Because Griskus (starting to notice a theme?) has brutally hilly bike and run courses, my training will see more–surprise, surprise–hillwork. A few teammates and I went over the bridge and opted for hill repeats. Basically, we climbed one monster hill that spans about one mile, coasted down, and repeated the process—four times. It was one of those sessions that totally twists your insides, but I’m pumped to do it again next weekend! The ride clocked in at 46 miles by the time I got back home.

So the main takeaways from this week? Train smart and hit the hills!

Hillwork: love it or hate it?


Triathlon Training Log – Week of May 5 (Phase Two, Week 18)

Exhausted from training and working; we’re all hands on deck for the Brooklyn Half this weekend. Cannot think of a catchy intro. Just keeping it real.

General training notes: As you know, I’ve been focusing on the bike this season, and when I saw this quotation from, it resonated with me.

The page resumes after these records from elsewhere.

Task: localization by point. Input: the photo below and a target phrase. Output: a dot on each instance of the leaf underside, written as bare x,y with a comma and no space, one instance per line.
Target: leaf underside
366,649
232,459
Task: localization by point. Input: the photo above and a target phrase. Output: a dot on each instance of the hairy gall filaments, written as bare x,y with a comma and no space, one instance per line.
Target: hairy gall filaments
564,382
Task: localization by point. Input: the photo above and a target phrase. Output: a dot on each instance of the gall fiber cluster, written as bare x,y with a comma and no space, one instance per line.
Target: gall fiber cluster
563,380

Not only have I been logging long (for me) weekend rides, but our group outings in Central Park have also helped me interact with teammates I didn’t really know with until this year. When you’re working together in a pace line, putting in some solid miles, and getting extremely dirty (see below), you bond.


Nope, not freckles.

Or at least that helps me form connections with people.

Monday – a.m. swim

Since I ran and biked Sunday, I just swam. Could I have pushed it and hit the pavement? Yes. But would that have been a smart decision? Probably not. And besides, as I neared the end of the 3,500 yards, my legs definitely felt fatigued from the previous day’s mileage.

Tuesday – a.m. brick (bike and run)

Even though I felt great during the brick, the workout ended up being an organized chaos clusterfest. Yes, we did the Race of Truth last week, but each group contained a wide range of paces. So when we started with two steady loops, it was totally subjective. My group’s pace made me frustrated—it felt like a spinout, aka slower than steady—so when two of our teammates passed us on Harlem Hill, I left the group and rode with them for the last three-ish miles. Yes, I know you don’t ditch your group, and I got an earful for doing it, but I felt good and wanted to go faster. And coming off the bike, I felt really good—so I dialed into my tempo pace for the first mile and then eased off the gas a bit for the last 0.7 nugget. Overall, I did not execute this brick according to plan, especially the run portion, but I felt good enough to push it.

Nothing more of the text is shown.